AWS re:Invent – Custom Silicon Continues to Mature

November 28, 2023 / Ben Bajarin

At Amazon’s yearly event, highlighting all the ways AWS is continuing to innovate around cloud platforms and infrastructure, they unveiled updates to two key parts of their custom silicon stack. Graviton 4 and Tranium 2.


Key Takeaways

  • On it’s fourth generation, Graviton continues to offer increased value in performance and price efficiency
  • Graviton 4 moves to 128 cores, which appears the baseline in Arm CPU cloud native designs to be competitive against competing roadmaps
  • Tranium 2 continues to gain traction with new foundational customers standardizing on training their models on the new custom ASIC

 

What’s Significant

From a strategy perspective, Amazon’s custom silicon approach is the most mature of the top three cloud providers. AWS CEO Adam Seplinksy went out of his way to mention the maturity of this roadmap compared to competitors (Azure) who haven’t shipped their V1 custom silicon yet.  The most mature is Graviton, which now in its fourth generation is up to 128 cores and still maximing performance per watt giving customers the most significant energy cost savings of any AWS instance.

From a customer panel we attended, two different customers using Graviton instances stated the cost/energy savings was the biggest benefit they saw as they moved from x86 to Arm based Graviton instances. This is consistent with other customer testimonials we have heard. Both customers cited the lengthy transition process but once they made the jump they don’t see themselves going back due to the cost savings.

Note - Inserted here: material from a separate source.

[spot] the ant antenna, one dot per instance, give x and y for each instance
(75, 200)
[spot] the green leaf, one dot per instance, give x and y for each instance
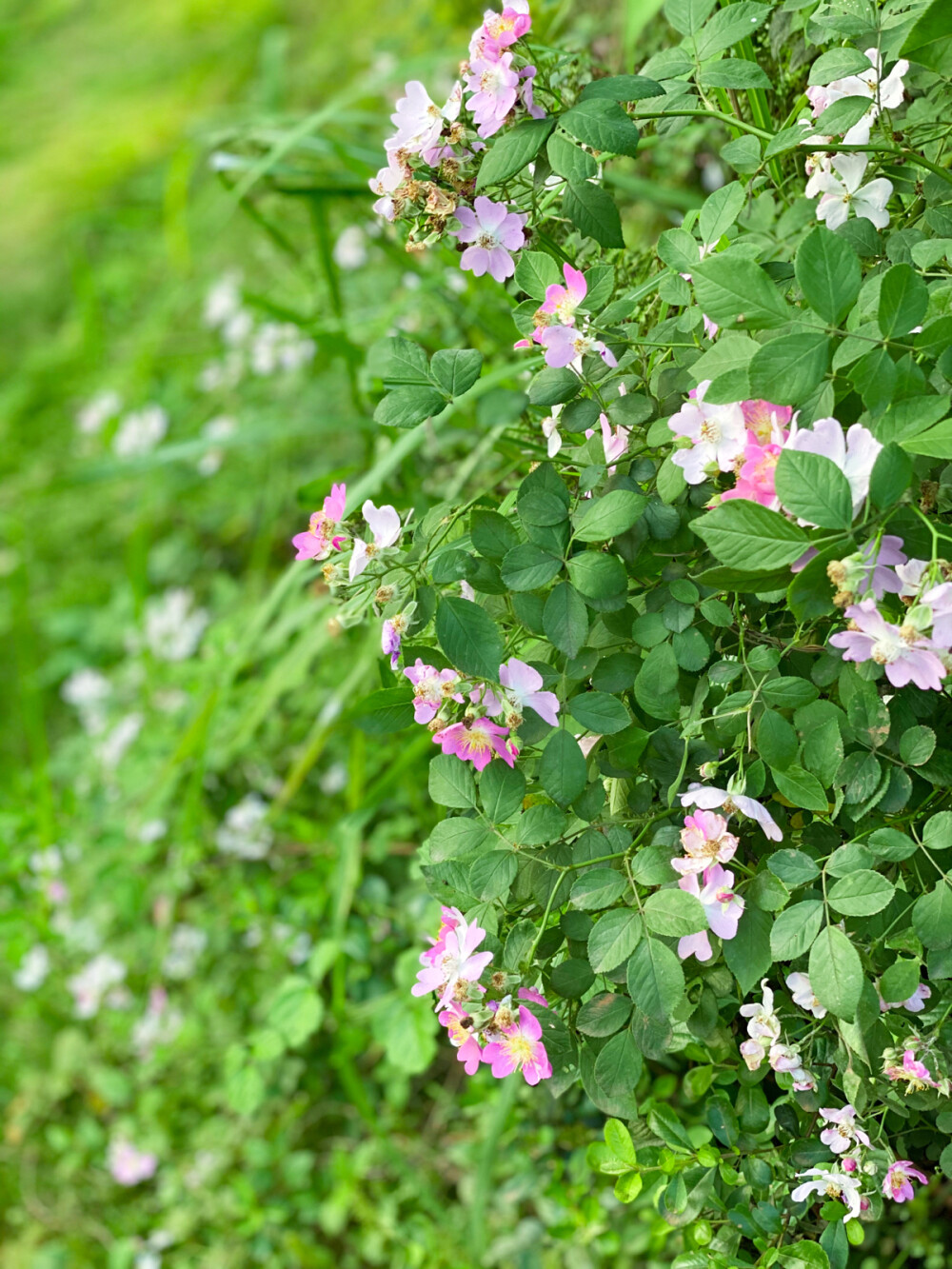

While Amazon can see Graviton moving to HPC applications, we still believe it is best suited for cloud native workloads and we will watch how the Graviton roadmap evolves as both Intel and AMD are aggressively pursuing cloud native SKUs in their roadmap as well to shrink the gap in performance per watt against Arm based cloud native silicon.

Trainium 2, on paper, sounds like a significant upgrade in terms of training capabilities. This new of the chip was followed by Anthropic’s CEO saying they will be using Tranium 2 to train future models of Claude, which will be up in the trillions of parameters.  Assuming the time to train/bring to market is competitive with Nvidia this will be a solid customer proof point for AWS with Tranium.  We still have questions as to how competitive Tranium is vs. Nvidia GPUs and at the end of the day having the option for the customer to choose is Amazon’s main value proposition.  Having Trainium 2 as an option both price competitiveness and availability, since there are wait times to use Nvidia clusters, helps make Tranium’s positioning more clear.  Again, the question remains about the Tranium roadmap vs. merchant silicon roadmaps and what more Amazon can do to more tightly integrate and optimize its AWS software stack to its custom silicon roadmap and lead to more sustainable differentiators over merchant silicon efforts. That said, as we see more organizations/enterprises just want to train and fine tune their own domain specific models, these customers don’t need the most powerful GPUs and in these cases, which are numerous, Tranium should more than suffice.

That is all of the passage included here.